Topic: Media Research Center
The Media Research Center's MRC Latino project, as we've noted, is undermined by the MRC's reputation for being less than friendly to Hispanics. A March 27 MRC Business & Media Institute item by Sean Long is another example:
Rather than dismissing his contrary views as sour grapes, the media simply ignore César Chávez’s opinions that stray from liberal orthodoxy.
Chávez was a 1960s and 70s union leader who promoted unionization and Californian farm workers’ strikes. The farm workers of the time were predominantly Latino. He is particularly famous for the Delano grape strike: a five-year strike and boycott against Californian grapes. Liberals seized on this boycott, as well as several high profile hunger strikes, to promote Chávez as a symbol of immigrant and Latino rights.
Even today, prominent media outlets often praise Chávez, just as they lauded his movement during the 1960s. With the new biopic, “César Chávez,” being released on March 28 ahead of his March 31 birth date, immigration activists have once again begun invoking his legacy.
However, Chávez reportedly compared La Raza to Hitler and called for increased enforcement against illegal immigration but liberal media outlets ignore these statements while using his legacy to promote their own agenda on immigration and identity politics.
Long's source for the claim about Chavez likening La Raza to Hitler is a 2009 National Review blog post by anti-immigration activist Mark Krikorian about an oblique reference to a “la raza” group Chavez made in 1969.
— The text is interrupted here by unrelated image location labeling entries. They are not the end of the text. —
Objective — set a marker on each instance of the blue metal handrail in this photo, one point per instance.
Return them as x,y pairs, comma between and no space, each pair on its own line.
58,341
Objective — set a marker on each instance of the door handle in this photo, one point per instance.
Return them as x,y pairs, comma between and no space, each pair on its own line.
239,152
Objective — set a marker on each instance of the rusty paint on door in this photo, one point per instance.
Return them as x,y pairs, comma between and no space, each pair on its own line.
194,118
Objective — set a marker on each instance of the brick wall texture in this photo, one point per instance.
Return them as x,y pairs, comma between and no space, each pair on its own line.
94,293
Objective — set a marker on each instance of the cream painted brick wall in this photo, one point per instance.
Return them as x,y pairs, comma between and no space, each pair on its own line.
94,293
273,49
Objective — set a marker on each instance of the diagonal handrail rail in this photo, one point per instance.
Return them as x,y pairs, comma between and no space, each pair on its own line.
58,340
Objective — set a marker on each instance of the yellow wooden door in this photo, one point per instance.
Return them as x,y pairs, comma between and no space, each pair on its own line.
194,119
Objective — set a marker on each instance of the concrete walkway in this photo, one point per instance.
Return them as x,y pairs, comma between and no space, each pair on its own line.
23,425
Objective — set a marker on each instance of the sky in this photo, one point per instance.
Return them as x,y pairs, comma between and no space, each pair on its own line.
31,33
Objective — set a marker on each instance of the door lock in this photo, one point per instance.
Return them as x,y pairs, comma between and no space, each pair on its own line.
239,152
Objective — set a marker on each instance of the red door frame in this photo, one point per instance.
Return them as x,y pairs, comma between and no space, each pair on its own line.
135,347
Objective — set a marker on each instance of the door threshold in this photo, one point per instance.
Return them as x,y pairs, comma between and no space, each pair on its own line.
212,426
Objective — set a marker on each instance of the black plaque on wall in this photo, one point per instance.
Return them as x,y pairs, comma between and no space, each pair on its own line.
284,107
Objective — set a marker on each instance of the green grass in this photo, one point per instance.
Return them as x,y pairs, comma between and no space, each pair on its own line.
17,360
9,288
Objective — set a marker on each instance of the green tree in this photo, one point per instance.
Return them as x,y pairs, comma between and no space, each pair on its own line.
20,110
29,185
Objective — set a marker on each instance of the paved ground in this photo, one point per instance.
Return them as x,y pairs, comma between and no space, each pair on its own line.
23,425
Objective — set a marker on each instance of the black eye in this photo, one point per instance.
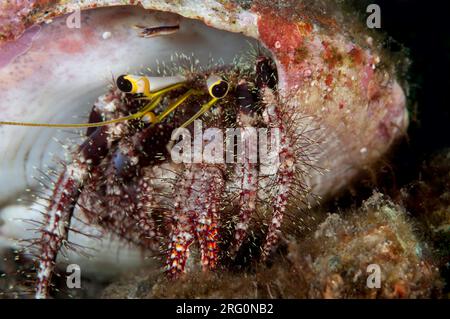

It’s dishonest for Long to suggest that today’s La Raza is like the “la raza” movement of the late '60s or to portray Chavez’s 1969 criticism as applying to all “Latino advocacy groups.” The fact that the Cesar Chavez Foundation is a La Raza affiliate also undercuts the argument.
Further, whatever differences Chavez had with "la raza" groups disappeared a few years later. A book of essays on Chavez notes that most of those groups were working with Chavez's United Farm Workers, and activists were crediting Chavez with creating ethnic pride among Hispanics.
The MRC has previously falsely attacked La Raza as a "radical" and "separatist" group.